Once your experiment has been running for a while, you’ll start seeing data collecting on the Results page as your users see variants. Here is a quick guide on how to:
- Interpret results
- Analyze funnels
- Segment and filter your results for deeper insights
- See how the test affected app engagement and retention
- Know when to stop an experiment
Below is a sample of results on the Overview tab. At a glance, you can see the number of participants, and how each variant performed for each goal.
The top table shows the experiment population, participants and participation rate.
An experiment’s population is the count of all users who could participate in this experiment.
An experiment’s participants is the number of users who actually participated in the experiment, that means they navigated to the part of the app where the experiment is and either saw the ‘original’ or one of the ‘variants’.
The participation rate is the ratio of participation/population.
Experiment results only consider the experiment participants, as they are the users in an experiment’s population who have actually seen one of the experiences being tested.
Results are organized as a series of goals. A goal is an event or sequence of events (called a funnel) that tell you about your users behavior. For example, Did they sign in? Did they add something to their cart and make a purchase? A great experiment will have goals that show the user behavior changes driven by the differences in experience between the experiment’s ‘original’ and the ‘variant’.
Adding a Goal¶
If you do not have any goals added to your experiment yet, add a goal by selecting the “Goals/Funnels” tab and clicking “Create Goal”. A goal is composed of events, either single event or a series of events combined into a funnel. An event can be an Apptimize event setup using our visual editor or API methods, or an imported event from other analytic platforms like Google Analytics, Amplitude, Flurry, Localytics, Mixpanel and Omniture. We highly recommend that teams write hypotheses that contain a primary goal before running each experiment. The hypotheses could be as simple as, “if successful, variant should increase goal metric by X% because Y”.
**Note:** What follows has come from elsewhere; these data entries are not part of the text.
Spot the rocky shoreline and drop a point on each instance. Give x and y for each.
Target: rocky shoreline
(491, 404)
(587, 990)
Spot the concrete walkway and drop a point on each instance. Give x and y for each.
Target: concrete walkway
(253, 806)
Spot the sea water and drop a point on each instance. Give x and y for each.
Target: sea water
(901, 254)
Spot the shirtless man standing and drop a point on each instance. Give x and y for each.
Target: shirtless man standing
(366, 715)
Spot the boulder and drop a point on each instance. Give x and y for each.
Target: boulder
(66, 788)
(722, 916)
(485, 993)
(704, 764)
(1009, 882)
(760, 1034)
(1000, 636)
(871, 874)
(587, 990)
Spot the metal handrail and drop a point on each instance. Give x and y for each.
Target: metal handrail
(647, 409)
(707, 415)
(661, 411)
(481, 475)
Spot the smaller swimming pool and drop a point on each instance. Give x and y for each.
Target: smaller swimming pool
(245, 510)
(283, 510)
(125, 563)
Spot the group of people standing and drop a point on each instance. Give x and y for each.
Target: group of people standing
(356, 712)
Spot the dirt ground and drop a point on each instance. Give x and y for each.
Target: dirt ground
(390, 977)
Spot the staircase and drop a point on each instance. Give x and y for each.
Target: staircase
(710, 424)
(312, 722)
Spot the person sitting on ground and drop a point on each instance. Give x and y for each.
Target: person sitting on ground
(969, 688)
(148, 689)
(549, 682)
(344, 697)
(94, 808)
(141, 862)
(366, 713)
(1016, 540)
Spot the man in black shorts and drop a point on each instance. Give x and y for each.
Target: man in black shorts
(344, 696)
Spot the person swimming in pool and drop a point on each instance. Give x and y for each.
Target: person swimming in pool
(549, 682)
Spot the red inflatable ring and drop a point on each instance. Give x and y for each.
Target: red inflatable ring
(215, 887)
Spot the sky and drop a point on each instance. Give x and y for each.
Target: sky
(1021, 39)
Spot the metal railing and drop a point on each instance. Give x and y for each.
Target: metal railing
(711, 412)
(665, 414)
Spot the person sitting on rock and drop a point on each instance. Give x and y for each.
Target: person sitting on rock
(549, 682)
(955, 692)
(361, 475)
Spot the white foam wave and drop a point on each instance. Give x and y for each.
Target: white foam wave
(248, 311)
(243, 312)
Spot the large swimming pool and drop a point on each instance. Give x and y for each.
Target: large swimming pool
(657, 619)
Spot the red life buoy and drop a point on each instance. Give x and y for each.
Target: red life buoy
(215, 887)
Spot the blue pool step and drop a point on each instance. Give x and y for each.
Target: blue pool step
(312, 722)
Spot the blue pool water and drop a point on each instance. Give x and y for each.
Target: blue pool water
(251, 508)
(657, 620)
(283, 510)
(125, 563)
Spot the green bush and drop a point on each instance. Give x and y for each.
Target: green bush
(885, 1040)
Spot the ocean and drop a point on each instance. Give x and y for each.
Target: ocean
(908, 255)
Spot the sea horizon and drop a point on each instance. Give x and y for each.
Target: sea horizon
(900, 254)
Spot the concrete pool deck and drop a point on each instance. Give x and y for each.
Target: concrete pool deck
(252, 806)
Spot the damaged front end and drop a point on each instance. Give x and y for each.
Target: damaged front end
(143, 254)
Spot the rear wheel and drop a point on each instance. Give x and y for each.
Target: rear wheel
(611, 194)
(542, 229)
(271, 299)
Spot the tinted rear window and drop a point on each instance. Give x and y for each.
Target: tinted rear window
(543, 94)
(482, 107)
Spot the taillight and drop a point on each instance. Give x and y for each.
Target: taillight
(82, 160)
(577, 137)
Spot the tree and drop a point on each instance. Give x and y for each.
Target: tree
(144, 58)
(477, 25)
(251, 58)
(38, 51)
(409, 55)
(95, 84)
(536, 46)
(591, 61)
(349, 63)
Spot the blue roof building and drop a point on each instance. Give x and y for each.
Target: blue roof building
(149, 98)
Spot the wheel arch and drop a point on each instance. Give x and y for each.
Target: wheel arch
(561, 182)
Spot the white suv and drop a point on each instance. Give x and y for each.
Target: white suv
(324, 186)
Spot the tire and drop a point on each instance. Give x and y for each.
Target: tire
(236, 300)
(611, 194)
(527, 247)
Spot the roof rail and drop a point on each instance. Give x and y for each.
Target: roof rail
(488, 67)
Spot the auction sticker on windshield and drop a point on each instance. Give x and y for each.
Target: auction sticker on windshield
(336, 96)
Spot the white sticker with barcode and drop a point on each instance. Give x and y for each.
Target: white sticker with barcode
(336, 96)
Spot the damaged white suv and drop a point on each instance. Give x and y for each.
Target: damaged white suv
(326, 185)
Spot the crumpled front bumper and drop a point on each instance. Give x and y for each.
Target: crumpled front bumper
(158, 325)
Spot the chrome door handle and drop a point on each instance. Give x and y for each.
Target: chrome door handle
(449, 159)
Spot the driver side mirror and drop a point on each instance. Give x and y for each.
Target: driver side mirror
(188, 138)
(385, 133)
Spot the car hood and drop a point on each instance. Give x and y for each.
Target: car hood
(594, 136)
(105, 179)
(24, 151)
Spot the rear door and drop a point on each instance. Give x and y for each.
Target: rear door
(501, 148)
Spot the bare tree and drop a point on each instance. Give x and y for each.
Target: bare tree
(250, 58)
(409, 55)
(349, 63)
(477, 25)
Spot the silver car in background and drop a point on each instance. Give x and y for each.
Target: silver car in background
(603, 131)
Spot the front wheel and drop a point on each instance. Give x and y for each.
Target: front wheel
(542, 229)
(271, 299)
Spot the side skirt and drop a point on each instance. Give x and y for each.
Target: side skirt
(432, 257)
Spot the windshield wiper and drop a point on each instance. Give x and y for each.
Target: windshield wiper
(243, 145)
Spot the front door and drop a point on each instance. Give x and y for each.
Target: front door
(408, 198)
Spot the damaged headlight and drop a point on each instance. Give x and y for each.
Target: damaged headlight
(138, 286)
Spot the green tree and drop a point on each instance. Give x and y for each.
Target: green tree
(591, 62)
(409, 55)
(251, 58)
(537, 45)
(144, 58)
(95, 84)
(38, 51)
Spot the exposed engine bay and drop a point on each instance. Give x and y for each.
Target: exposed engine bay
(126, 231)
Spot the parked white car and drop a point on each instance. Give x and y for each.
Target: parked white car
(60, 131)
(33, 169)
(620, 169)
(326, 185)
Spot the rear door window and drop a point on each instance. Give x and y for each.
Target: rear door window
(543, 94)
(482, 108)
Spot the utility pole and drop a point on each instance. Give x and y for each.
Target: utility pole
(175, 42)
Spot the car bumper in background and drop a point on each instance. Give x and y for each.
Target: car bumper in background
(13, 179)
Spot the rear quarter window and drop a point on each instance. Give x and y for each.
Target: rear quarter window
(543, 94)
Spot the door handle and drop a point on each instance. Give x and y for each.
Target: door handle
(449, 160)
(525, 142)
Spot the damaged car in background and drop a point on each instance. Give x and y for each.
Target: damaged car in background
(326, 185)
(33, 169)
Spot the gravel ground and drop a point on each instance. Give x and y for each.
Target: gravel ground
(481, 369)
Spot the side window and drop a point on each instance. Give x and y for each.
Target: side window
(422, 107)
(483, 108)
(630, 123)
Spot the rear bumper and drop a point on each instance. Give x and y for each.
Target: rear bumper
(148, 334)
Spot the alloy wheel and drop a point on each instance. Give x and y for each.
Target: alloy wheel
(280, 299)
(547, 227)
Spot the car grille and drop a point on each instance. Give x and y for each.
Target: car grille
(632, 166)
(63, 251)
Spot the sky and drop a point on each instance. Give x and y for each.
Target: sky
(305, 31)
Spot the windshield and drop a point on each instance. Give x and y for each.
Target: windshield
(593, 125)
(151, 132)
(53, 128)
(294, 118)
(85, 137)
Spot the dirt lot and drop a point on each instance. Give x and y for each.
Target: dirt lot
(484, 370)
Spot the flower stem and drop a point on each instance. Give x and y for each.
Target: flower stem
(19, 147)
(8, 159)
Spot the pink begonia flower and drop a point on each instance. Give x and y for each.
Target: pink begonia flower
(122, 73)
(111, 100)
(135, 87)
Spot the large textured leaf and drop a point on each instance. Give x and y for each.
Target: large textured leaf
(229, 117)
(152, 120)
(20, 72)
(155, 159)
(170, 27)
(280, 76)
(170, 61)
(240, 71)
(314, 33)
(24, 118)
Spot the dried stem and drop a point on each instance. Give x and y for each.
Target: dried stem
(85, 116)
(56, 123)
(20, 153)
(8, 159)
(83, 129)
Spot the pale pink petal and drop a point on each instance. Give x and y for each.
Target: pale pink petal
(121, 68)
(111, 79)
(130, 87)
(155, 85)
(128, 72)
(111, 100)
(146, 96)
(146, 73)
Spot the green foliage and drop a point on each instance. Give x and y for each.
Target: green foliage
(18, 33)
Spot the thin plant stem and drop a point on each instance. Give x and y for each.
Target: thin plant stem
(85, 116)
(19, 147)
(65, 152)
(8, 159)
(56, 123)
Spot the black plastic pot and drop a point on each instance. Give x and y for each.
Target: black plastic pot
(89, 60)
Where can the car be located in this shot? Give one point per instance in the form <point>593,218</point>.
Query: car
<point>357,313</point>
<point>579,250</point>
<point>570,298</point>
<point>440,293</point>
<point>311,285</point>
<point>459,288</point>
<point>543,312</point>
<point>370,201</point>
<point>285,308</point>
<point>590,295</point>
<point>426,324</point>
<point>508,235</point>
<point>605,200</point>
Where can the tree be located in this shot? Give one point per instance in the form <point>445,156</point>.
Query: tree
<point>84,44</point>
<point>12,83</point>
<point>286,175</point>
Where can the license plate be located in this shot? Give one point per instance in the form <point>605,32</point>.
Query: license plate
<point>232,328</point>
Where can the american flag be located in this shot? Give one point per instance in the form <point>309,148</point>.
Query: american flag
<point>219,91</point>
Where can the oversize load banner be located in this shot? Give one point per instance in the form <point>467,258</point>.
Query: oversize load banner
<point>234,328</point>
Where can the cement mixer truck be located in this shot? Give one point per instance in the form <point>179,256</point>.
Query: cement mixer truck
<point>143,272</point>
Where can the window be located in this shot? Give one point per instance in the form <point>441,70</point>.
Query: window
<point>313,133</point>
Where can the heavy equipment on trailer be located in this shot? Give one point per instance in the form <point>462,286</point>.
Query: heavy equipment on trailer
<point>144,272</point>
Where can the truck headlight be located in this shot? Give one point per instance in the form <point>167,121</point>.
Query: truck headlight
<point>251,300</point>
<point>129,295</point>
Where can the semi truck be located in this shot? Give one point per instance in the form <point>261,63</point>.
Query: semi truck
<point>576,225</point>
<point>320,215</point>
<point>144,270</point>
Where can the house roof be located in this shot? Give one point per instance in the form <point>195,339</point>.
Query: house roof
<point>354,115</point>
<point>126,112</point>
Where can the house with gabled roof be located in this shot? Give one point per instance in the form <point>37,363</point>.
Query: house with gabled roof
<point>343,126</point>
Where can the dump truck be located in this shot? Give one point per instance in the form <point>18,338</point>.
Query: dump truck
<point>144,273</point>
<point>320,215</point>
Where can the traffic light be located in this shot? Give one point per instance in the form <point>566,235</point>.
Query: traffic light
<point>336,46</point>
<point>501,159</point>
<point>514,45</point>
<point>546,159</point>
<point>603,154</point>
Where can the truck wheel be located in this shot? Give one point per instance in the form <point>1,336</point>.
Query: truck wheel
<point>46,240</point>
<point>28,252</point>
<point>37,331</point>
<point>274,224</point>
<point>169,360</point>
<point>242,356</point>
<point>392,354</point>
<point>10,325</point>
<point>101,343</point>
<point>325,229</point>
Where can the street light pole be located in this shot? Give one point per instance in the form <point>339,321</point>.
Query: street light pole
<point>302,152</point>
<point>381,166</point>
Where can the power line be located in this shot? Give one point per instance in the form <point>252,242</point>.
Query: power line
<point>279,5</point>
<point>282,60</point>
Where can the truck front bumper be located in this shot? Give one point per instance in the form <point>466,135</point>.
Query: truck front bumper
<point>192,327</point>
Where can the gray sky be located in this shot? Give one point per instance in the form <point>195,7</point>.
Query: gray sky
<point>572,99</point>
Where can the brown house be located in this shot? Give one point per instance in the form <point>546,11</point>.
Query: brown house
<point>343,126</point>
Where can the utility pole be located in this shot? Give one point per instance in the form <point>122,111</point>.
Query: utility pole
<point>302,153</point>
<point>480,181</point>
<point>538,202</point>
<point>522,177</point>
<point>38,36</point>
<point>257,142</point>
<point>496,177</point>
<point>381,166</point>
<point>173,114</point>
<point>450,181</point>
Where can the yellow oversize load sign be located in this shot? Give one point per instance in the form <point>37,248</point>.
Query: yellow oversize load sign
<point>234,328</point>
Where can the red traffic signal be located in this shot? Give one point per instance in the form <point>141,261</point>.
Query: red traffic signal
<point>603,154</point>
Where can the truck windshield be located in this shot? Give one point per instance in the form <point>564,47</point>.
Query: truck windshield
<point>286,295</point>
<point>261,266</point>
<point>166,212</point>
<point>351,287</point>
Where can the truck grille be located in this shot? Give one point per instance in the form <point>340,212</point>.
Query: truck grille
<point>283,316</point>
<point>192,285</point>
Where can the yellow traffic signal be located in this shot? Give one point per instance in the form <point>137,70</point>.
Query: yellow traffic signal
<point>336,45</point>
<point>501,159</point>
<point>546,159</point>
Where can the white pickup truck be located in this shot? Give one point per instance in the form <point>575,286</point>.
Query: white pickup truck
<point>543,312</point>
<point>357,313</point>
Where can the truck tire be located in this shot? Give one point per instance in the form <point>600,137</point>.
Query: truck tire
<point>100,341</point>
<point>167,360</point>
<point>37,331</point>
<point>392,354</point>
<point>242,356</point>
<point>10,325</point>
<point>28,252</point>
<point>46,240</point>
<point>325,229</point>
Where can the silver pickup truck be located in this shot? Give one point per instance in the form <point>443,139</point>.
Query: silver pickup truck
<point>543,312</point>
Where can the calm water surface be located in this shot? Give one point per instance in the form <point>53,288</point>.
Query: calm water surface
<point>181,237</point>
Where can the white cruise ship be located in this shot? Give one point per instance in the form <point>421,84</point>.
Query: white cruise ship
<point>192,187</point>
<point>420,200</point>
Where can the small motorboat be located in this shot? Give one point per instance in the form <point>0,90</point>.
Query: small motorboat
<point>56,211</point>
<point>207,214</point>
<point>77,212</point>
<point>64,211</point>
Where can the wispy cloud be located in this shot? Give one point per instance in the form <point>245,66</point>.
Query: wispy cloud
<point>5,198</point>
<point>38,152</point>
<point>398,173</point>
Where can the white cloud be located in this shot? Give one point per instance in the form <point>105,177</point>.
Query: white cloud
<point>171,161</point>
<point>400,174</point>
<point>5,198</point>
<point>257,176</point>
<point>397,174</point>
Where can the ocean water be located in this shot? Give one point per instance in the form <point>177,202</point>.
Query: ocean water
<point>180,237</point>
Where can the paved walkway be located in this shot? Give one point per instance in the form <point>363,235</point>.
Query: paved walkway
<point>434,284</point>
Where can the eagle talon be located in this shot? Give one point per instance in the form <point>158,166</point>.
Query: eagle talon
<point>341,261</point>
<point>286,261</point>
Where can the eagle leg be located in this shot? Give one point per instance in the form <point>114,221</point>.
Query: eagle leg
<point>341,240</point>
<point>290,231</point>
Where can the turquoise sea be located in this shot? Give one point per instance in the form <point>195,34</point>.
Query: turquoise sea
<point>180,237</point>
In the cell at the intersection of each variant and goal, we are showing four data points: lift, impact, trajectory, and significance.
- The first number is the lift which is a percentage that shows how much higher or lower the variant is compared to the original for that specific goal.
- The second line of numbers shows the impact of the variant compared to the original for that goal. In other words, it’s the raw change in conversion rate from the original to the variant.
- The color of the box shows the trajectory. Green indicates the variant performed higher than the original for that goal, and red means lower.
- Lastly, the darkness of the color signifies how statistically significant that difference is based on a binomial distribution. A white box means the statistical significance is below 80%. A light green or light red means the significance is between 80% and 95%. A dark green or dark red means the difference between the variant and the original is statistically significant at the 95% confidence level.
Note: the performance of the original variant, or control, for each goal is not compared to anything by default. Each variant is compared to the original variant.
If you click on any goal on the Experiment Goals view, you’ll see a detailed view on goal. The top section of the detailed view is a table showing the performance of all variants for the goal. The table displays lift, statistical significance, goal metric, number of participants, number of participants that converted and total count of times the goal was triggered. If the goal metric has values associated with it, the total value will also be available.
The bottom section of the detailed view on goals has time-series line charts showing how the goal metric has changed over time. The top line chart shows the goal metric of each variant. The shaded area around the line graph are error bars that represents the 95% confidence interval of the tracked metric for the specific variant.
In general, the smaller and less overlap confidence intervals have, the more confident you can be with the results. The bottom line chart shows the statistical significance over time. Since statistical significance can change over time based, we recommend that you only call experiments once minimum sample size is reached and statistical significance level has stabilized.
A glossary of terms are defined here.
If you select a funnel as a goal, the results dashboard will display conversion data for each step of the funnel.
Above the two tables, you will see the chain of events for this funnel. The first table shows the results for the entire funnel, from beginning to end (Add To Cart to Purchase in this example). The second table shows the conversion rate of each step in the funnel chain. In this example, you can see that in the “Bigger Buttons” variant, users who have added items to their cart are more likely to make purchases.
Below the data tables, there are a bar chart visualizing the drop-off of the funnel and the line chart representing the statistical significance over time. Select one variant and view its drop-off and statistical significance graphs.
Segmentation and Filtering¶
Apptimize results allow you to dive deeper into the data to understand more of what’s really going on. You can filter out factors that you know to be biasing your results or segment the data according to cohorts to see the differences in performance. Here is an example of how segmentation helped one customer catch a device specific bug.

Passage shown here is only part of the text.